As discussed, issues of consent are also a cause of complaint in a lot of cases. However, taking the time to consent in the outpatient setting rather than rushing it on the day of the procedure significantly reduces the risk of litigation, as reported by Bhattacharya et al in their study on ‘informed consent’.10 However, the impact of the Montgomery ruling may take two or three years to become apparent through the NHSLA records.

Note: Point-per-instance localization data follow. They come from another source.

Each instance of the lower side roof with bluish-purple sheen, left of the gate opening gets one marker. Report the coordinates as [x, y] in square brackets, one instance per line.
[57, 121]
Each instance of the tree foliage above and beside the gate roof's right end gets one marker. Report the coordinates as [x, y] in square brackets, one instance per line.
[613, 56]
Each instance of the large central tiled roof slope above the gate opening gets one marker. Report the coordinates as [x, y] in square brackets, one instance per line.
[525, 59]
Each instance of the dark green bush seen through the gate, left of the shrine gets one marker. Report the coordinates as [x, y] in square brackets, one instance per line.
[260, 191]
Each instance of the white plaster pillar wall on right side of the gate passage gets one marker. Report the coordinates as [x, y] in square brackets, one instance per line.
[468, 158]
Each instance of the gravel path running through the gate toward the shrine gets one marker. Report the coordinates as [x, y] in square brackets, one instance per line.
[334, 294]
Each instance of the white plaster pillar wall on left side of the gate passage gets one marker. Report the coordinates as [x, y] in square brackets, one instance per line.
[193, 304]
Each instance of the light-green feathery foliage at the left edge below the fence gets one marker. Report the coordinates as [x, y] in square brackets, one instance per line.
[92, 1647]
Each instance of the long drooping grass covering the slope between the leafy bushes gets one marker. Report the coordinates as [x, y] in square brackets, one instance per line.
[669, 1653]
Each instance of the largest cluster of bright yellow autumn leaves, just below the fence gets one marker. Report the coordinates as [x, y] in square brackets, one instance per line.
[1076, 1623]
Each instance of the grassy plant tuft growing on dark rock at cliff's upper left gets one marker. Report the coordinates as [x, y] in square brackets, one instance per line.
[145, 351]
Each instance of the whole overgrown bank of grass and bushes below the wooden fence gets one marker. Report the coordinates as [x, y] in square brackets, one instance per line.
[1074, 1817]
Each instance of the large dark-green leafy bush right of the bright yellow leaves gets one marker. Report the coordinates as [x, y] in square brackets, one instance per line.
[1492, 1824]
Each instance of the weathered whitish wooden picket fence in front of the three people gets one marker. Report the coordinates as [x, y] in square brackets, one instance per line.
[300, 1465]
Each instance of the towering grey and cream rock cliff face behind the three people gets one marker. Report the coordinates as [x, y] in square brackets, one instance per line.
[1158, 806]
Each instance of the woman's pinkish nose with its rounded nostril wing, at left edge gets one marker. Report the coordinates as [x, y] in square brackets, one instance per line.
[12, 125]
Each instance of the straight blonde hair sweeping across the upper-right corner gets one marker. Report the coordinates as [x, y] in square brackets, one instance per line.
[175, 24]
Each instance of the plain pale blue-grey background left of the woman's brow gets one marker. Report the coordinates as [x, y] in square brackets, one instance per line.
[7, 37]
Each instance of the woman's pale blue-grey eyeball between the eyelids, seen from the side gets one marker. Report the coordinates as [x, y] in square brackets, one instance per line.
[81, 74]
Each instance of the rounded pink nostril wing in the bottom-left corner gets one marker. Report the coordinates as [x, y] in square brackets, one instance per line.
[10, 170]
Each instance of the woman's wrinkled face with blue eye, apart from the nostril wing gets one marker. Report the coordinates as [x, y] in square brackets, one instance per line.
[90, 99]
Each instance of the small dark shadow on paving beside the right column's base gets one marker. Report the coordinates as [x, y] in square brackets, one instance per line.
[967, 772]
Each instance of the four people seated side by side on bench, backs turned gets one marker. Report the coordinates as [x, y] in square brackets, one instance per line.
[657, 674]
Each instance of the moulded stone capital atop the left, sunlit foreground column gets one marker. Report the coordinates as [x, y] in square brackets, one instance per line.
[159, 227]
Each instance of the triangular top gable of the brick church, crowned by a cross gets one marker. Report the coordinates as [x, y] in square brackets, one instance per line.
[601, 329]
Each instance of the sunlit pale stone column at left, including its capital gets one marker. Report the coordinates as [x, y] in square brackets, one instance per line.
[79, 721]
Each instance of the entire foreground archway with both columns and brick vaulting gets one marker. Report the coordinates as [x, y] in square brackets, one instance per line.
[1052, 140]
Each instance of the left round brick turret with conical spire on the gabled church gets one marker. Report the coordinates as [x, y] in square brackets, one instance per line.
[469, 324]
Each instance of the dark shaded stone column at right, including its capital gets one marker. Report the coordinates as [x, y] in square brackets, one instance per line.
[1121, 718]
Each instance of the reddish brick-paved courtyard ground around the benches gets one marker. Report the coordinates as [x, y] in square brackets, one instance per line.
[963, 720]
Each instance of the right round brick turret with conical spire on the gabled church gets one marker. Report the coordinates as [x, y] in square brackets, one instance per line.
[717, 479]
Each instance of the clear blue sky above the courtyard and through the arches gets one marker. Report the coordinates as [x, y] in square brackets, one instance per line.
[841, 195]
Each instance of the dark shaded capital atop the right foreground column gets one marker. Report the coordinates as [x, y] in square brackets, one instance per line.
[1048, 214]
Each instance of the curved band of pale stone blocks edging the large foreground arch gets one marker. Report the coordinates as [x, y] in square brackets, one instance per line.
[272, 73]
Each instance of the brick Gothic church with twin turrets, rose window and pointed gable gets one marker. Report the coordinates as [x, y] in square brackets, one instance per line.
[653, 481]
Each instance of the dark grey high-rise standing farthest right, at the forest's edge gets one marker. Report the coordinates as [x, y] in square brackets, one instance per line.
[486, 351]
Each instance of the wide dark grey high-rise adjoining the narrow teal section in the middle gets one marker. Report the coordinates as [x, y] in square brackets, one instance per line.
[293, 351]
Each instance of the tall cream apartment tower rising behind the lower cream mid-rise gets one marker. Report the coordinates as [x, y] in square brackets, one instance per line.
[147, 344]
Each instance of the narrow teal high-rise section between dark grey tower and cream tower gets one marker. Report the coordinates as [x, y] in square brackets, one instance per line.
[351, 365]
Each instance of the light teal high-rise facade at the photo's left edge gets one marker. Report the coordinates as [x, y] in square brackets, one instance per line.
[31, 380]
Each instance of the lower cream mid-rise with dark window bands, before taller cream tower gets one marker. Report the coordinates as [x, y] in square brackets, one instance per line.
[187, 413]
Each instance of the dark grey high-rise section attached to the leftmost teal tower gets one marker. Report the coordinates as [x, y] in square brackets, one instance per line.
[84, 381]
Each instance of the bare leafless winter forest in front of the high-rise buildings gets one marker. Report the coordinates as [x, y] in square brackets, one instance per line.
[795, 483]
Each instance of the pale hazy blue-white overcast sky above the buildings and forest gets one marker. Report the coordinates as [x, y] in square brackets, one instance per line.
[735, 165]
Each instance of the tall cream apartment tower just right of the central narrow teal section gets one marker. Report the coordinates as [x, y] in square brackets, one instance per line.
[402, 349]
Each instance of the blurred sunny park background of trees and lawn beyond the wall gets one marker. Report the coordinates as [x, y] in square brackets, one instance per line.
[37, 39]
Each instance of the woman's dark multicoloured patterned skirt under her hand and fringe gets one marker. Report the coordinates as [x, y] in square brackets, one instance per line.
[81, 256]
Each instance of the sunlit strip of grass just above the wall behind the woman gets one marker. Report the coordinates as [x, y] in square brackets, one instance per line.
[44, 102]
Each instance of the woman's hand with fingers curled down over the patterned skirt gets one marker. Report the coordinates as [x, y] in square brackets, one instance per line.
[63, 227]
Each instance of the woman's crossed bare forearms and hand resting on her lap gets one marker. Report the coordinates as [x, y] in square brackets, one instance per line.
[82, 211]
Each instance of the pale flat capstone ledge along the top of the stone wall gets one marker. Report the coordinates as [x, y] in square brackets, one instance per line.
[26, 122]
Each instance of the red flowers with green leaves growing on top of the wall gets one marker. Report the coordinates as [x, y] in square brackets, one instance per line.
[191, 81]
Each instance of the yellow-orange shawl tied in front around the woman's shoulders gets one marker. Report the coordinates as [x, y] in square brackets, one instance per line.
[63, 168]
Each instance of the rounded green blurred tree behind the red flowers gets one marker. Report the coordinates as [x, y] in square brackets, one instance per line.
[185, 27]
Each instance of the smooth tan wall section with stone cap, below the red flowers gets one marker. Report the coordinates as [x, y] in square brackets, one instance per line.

Having looked at the data above, one must conclude that a large sum of money is being spent on malpractice in the NHS in the UK. This is disappointing considering the tight budget and the increasing demands of a growing ageing population. Having said that, there are tragic cases and mistakes made for which individuals should be compensated. However, not all systems are perfect and it may appear that we are overspending in clinical negligence cases. It is difficult to be sure if this is due to increasing errors and substandard care or overzealous solicitors who want to make the most that they can of an incident for their clients. Looking at alternative systems, it seems that it would be impossible to find a system that holds professionals who have been negligent responsible for their actions whilst at the same time encouraging openness and an environment where everyone learns from previous mistakes. Perhaps it is time to revisit the question of a ‘no fault’ compensation scheme for medical accidents, as exists in New Zealand, Sweden, Finland and Denmark. The Scottish government have been investigating such a scheme (based on the Swedish model) for the last five years and now intend to proceed with caution, and further explore how the system may work.

ENDNOTE

*Data obtained by the author from the NHS Litigation Authority, under the Freedom of Information Act.